Y a deux textes là-dedans.





Le premier c’est « De la pauvreté en esprit ». Vous, lecteurs bibliques patentés, aurez bien entendu reconnu cette phrase de l’Evangile de Matthieu (5 :3) : «Heureux les pauvres en esprit car le Royaume des cieux est à eux ! ». WTF ? Eh ouais. Tu croyais que la sagesse allait te faire monter direct à l’éther ? Devoirs, éthique, droits, tout cela est forme et en tant que cela est forme, abstraction factice destinée à simplifier le trajet de nos actes à nos pensées, ce n’est pas la vie vivante, ce n’est que la poisse vie ordinaire. « La vie vivante se situe au-delà des formes, cependant que l’ordinaire se situe en deçà, et la bonté est une grâce : celle de pouvoir briser les formes ». Ne la demandez jamais, peut-être l’obtiendrez-vous. Beaucoup de philosophies et de spiritualités implicitement contenues dans ce beau texte. Simple bien sûr, on ne fait pas de l’hôpital qui se fout de la charité. Et pour la bonté alors ? Pas permise à tout le monde il paraît. « La bonté est le devoir et la vertu d’une caste plus haute que la mienne ». On se joue des contradictions : qui a dit que la simplicité d’esprit était simple à obtenir ? ça fait rire dans les chaumières.





Le deuxième texte est parfait, c’est la « Légende du roi Midas », avec une nouvelle version autour de la question : pourquoi tout ce qu’il touche se transforme en or ? Le texte se suffit à lui-même, en forme de récit initiatique ou peut-être simplement récit d’une destinée telle que nous en vivons tous une, même si nous n’en prenons conscience qu’à la fin. En voici un extrait qui en dit déjà beaucoup…





« Lorsque [le roi Midas] était toujours seul et qu’il ne manquait pourtant rien dans sa vie, lorsque le roi Midas était très jeune encore, et sa vie riche de possibilités insoupçonnées, alors chacun de ses instants était riches de miracles et des ombres de mystérieuses manifestations.
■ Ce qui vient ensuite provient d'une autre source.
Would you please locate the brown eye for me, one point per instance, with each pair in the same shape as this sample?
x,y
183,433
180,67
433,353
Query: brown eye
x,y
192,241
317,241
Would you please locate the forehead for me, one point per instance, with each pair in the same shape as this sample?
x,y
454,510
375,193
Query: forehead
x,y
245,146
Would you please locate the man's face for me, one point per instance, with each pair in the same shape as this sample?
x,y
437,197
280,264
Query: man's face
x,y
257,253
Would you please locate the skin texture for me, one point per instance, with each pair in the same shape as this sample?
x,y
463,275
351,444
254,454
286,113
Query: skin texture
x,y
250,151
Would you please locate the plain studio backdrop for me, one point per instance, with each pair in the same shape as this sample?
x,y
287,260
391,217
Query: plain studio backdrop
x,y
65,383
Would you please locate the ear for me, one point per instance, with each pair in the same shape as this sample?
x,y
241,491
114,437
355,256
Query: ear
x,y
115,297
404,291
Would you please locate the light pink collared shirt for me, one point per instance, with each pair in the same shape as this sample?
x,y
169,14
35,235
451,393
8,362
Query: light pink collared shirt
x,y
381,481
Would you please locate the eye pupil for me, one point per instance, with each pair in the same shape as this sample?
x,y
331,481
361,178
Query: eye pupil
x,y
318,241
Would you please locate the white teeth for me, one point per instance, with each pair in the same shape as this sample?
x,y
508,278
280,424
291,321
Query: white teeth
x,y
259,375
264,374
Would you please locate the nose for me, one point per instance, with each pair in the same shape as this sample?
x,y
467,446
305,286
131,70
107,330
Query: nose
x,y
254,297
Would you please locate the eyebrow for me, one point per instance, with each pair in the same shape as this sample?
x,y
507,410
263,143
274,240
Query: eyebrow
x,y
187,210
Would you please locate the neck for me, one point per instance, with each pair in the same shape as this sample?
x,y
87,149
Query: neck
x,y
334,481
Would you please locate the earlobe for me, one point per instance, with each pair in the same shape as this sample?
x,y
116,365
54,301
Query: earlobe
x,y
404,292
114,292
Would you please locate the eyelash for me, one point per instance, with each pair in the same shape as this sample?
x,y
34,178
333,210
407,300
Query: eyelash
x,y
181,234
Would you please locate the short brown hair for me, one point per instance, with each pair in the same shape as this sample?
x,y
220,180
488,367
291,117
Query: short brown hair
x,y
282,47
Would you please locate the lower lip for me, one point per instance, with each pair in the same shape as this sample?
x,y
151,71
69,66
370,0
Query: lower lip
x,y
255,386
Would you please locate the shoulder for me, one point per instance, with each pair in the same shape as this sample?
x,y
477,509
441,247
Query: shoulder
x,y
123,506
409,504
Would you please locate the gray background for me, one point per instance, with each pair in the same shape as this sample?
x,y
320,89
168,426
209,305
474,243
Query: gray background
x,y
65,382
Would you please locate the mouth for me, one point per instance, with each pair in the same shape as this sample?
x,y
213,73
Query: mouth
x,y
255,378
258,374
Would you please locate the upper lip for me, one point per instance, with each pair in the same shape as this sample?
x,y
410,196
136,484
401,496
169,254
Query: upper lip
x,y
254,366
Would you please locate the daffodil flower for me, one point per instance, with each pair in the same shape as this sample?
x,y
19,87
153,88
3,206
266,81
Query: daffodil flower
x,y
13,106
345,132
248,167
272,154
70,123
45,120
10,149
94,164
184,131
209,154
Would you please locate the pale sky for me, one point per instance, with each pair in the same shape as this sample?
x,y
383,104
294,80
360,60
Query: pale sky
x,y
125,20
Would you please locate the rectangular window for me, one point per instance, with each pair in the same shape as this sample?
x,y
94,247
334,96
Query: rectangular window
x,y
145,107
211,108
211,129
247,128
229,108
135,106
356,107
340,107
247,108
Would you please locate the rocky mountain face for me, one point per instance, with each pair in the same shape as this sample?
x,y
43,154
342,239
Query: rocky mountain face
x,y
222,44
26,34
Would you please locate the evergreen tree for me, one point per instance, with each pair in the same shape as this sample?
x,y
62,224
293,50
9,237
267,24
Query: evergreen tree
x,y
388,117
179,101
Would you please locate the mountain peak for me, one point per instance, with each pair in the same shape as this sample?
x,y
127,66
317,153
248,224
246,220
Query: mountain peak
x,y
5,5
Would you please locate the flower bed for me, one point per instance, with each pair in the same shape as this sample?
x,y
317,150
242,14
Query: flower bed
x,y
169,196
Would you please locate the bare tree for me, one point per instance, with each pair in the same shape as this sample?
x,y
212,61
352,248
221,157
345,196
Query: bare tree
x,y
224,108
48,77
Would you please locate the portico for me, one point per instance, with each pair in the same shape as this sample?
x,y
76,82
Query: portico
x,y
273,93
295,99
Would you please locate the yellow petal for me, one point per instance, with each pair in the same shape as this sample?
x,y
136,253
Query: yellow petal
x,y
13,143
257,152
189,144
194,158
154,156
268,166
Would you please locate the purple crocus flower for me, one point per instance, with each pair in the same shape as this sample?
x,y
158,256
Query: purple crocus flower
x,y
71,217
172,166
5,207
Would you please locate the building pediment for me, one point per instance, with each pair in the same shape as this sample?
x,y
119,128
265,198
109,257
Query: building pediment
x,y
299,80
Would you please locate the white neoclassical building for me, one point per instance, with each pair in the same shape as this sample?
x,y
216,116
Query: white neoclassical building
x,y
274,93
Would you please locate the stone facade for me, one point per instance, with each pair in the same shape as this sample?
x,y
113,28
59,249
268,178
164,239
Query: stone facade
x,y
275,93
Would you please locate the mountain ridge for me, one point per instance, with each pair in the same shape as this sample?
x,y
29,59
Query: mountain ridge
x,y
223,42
Chaque minute était le sommet de sa vie, pourtant c’est de la suivante qu’il attendait le couronnement de sa vie. Il attendait que, de derrière le prochain arbre, surgisse la fée qui enfilerait en rang les perles de ses plus beaux instants, et lui expliquerait pourquoi, jusqu’à présent, il parcourait toujours seul les forêts et les bords de mer. Lorsque le roi Midas était encore tellement jeune, il aperçut un jour la fée, par une nuit de clair de lune, au bord de la mer. Le roi Midas allait seul, alors, et la nuit était pleine de merveilles. Et la fée était seule aussi, assise seule sur un rocher au bord de la mer, et elle chantait. Et sa voix sonnait comme un appel, et portait en elle de grandes solitudes, et l’accompagnement de la mer mugissant à ses pieds venait de loin aussi et se mélangeait à sa voix comme si une divinité inconnue le lu avait commandé. Et le roi Midas écoutait longuement la fée et la regardait, la regardait longtemps et avait envie de la regarder dans les yeux, de lui prendre la main et de lui demander pourquoi elle était assise là toute seule et pourquoi elle chantait au bord de la mer, et pourquoi il parcourait lui, jusqu’à présent, toujours seul les forêts. Et le roi Midas ne chantait plus jamais, car la forêt était emplie aussi de la musique de la voix de la fée, et derrière chaque arbre il croyait la voir, toute proche, si proche qu’il n’avait qu’à tendre la main pour l’attirer vers lui, et lui poser les questions auxquelles il attendait, depuis si longtemps, une réponse. Et ses instants n’étaient plus remplis de merveilles et de bigarrures fugitives.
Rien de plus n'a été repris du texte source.